Весна

В самом начале, когда человек только приходит, когда в терапии весна, человек полнится надеждой, что сладкая жизнь где-то есть. Зеленеет молодая травка, льются апрельские ливни, и почти каждый человек плачет и говорит «Только я одна такая. А вот у нее… у них есть все!» Или «Ну когда я стану крутым, вот таким же сильным, как он?»

Человеку кажется, что вокруг Диснейленд, и только он один остался на обочине. Ему надо себя изменить во чтобы то ни стало. Стать другим, добраться до каруселей.

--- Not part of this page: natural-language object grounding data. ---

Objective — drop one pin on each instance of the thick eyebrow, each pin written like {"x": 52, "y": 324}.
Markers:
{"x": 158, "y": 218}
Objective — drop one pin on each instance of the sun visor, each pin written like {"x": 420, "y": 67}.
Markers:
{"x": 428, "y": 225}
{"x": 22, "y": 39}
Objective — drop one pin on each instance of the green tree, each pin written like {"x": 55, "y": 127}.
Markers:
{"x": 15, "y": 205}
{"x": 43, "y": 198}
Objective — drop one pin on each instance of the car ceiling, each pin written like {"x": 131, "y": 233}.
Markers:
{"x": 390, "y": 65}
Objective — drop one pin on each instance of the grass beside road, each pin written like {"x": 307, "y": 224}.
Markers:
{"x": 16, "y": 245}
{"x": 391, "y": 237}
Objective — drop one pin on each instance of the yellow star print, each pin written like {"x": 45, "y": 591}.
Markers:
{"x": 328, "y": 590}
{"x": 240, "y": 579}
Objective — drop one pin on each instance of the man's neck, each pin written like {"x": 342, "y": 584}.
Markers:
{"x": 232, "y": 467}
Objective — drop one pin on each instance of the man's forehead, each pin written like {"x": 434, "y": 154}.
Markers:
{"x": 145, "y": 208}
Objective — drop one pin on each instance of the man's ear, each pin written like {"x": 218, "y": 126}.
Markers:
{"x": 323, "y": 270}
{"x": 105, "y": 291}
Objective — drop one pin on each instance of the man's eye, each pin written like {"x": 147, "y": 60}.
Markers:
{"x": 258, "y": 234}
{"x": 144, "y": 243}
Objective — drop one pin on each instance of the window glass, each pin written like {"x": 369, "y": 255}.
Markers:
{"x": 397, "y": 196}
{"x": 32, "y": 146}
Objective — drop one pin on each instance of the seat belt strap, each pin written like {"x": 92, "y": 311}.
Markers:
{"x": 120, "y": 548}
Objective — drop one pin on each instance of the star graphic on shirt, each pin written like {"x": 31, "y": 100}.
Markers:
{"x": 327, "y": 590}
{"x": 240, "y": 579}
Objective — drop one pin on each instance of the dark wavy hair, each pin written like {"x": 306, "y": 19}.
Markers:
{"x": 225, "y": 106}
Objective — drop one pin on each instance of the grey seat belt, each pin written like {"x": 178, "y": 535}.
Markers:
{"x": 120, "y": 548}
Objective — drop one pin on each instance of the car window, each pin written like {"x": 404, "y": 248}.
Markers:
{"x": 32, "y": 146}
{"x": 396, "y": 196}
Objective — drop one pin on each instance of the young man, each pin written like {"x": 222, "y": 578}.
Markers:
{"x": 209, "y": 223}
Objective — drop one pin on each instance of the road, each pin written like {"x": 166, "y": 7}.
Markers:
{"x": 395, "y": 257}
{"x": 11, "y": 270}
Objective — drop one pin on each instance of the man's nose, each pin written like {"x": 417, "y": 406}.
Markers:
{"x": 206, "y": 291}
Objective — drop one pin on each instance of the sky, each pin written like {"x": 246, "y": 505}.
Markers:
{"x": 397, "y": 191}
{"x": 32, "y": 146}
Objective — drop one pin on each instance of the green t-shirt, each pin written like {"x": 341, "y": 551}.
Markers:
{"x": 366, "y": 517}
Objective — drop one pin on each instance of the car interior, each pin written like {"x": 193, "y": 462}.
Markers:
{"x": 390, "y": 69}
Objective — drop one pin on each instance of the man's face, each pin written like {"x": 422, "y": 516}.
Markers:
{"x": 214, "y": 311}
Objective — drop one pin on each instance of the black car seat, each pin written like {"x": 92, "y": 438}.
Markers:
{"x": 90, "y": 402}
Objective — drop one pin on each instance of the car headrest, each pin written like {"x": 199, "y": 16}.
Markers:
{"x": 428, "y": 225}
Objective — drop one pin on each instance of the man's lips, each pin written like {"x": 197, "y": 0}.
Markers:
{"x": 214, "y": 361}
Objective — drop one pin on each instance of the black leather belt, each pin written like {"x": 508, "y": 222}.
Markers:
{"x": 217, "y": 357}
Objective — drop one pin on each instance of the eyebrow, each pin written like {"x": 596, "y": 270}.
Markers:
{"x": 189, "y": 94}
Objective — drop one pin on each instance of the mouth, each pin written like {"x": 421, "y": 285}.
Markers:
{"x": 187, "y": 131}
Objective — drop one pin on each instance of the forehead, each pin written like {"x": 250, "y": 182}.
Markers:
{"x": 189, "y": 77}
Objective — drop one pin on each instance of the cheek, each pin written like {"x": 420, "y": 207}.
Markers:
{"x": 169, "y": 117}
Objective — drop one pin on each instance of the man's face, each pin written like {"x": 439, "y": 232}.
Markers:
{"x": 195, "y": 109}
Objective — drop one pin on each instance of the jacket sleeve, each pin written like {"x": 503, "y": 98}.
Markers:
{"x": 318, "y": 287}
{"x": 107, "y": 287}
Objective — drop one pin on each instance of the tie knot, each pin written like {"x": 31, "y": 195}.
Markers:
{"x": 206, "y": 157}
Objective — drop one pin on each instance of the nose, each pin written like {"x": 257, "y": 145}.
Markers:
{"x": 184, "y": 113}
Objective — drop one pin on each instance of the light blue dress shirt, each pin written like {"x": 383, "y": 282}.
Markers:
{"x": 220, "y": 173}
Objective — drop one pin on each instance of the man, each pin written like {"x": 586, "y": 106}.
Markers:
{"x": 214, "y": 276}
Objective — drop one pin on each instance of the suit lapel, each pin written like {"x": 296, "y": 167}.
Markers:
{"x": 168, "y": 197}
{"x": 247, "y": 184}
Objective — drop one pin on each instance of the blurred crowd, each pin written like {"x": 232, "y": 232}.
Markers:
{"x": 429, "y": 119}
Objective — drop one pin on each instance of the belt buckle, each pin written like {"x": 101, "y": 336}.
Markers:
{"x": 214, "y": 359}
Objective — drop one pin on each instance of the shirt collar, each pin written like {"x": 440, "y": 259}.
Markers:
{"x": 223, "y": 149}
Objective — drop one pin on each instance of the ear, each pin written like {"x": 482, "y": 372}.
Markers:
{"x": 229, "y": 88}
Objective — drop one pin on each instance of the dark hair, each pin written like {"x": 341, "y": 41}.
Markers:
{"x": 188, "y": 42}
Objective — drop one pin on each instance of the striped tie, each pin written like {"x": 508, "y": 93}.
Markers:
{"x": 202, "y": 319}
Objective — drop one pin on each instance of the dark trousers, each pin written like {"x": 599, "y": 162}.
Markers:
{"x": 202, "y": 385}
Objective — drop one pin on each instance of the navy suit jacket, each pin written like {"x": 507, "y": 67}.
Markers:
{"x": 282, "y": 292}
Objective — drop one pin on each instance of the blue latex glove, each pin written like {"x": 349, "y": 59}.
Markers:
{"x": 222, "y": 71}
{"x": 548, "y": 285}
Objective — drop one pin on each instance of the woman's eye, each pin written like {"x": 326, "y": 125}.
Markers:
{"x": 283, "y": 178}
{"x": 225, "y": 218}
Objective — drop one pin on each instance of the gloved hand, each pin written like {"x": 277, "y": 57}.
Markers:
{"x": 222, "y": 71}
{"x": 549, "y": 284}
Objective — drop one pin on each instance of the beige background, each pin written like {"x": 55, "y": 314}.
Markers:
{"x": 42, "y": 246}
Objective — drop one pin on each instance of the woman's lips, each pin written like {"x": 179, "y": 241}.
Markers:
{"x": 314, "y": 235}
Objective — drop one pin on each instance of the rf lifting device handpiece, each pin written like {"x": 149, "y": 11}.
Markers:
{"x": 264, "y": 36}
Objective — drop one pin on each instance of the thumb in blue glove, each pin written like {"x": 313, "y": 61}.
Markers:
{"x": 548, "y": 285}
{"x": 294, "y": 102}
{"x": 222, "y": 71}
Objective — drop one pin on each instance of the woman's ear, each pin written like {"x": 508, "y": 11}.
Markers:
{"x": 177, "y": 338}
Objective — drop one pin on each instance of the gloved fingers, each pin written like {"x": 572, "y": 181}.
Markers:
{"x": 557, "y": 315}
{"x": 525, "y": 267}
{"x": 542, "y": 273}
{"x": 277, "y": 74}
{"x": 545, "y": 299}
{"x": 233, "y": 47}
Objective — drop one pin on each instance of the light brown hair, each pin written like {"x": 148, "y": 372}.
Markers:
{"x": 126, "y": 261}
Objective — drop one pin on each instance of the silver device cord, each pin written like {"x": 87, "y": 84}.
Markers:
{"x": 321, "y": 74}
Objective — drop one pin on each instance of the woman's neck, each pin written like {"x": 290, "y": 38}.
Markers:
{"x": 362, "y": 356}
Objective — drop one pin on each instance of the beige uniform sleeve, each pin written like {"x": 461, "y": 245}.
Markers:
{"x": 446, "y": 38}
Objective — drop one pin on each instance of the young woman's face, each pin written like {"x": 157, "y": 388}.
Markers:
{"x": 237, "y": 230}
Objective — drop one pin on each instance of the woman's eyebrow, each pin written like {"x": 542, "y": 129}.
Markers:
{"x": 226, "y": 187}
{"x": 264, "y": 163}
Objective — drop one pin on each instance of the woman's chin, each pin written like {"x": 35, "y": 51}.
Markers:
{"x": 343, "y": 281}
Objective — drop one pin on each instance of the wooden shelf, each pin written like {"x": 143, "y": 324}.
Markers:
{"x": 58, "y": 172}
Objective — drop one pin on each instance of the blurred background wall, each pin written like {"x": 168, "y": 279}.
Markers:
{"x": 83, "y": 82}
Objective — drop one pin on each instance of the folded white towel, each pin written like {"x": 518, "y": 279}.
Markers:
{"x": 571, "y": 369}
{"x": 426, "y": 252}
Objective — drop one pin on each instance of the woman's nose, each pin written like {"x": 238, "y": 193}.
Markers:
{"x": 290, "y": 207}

Здесь я терпелива. Работаю на ресурс шаг за шагом, жду лета, когда сил станет побольше.

Лето

Вот приходит лето. Бабочки и клубники, розы и малина. У человека здесь всегда больше сил оглядеться вокруг и сказать «мама дорогая, да кругом же калеки… как я этого не видел ….».

Человек идет и смотрит, удивляясь тому, насколько раньше у него или у нее был узкий мир маленького ребенка, мечтавшего о любви. Теперь он видит, что изломанных, искалеченных человеков кругом миллионы. Раны вокруг зияющие, большие.

Я помогаю все это прожить, я помню, каково было мне впервые оглядеться вокруг.

Ранняя осень

Потом наступает сладкое, бурное, вкусное время урожая, яблоки и кабачки, груши и тыквы, Хэллоуин, и закатанные банки с лечо. У каждого, кто прожил терапию до этого времени, до бабьего лета, появляются результаты. Самые разные, о которых мечталось. Деньги, квартира, работа, дети любимые, кому что нужно.

Но есть и горечь, потому что видны раны мира. И импульс лечить и учить каждого. Ведь вот твой урожай, ты знаешь путь.

Но они не слышат. Потому что каждому нужно дойти до края своей боли, чтобы обратиться за помощью. Или слышат лишь изредка.

Поздняя осень

От этого грустно. Поздняя осень. Ветер, дожди, долгие дожди осени. И человек грустит о том, чего не в силах изменить.

Мир перестал быть Диснейлендом где-то там. Человек знает, что когда каждая семья вернулась с праздника, каждый папа избил каждую маму, так или иначе. Или мама исхлестала папу.

Человек учится дышать и дышать, дышать и дышать, потому что иначе не выдержать всего, что открывается. Всего страдания мира, с которым становишься все больше одним целым, исцеляешься. От которого больше не отгородиться.

Зима

Потом выпадает радостный белый снег. Снежинки кружатся, кружатся. И человек понимают, что не бывает «я» и «они». Границы нет. Ты и река — одно целое. Ты и дерево одно целое. И когда крестьянин бьет плеткой быка, кровь выступает на плечах Будды. И когда убивают в Сирии или мать на моих глазах швыряет дочку, мое сердце рвется в сильнейшей физической боли.

Но человек уже молчит. Дышит и дышит, молится и знает, что все, что он может дать — действительно быть рядом.

Зимняя ступень исцеления.

И уже неважно, есть ли у тебя квартира, возлюбленный, стройность и деньги. Есть да есть, нет да нет. Есть глубина дыхания и молитва, вера и доброта, сострадание и любовь.

На этой ступени любовь открывает свою истинную природу, такую редкую в мире, такую отличную от детской привязанности. Любовь течет потоком из сердца в сердце.

А дальше?

За зимой приходит весна, зеленеет молодая травка… и ты одно целое с курчавыми облаками, розовыми восходами, малиновыми закатами, и обильно цветущей вишней, не только с болью мира, хотя она вся вот, в сердце. Дальше я еще не ходила, когда пойду, расскажу, что дальше, если для этого существуют слова.

Знаю лишь, что такой я прежде не была. Живой. Дикой. Новой.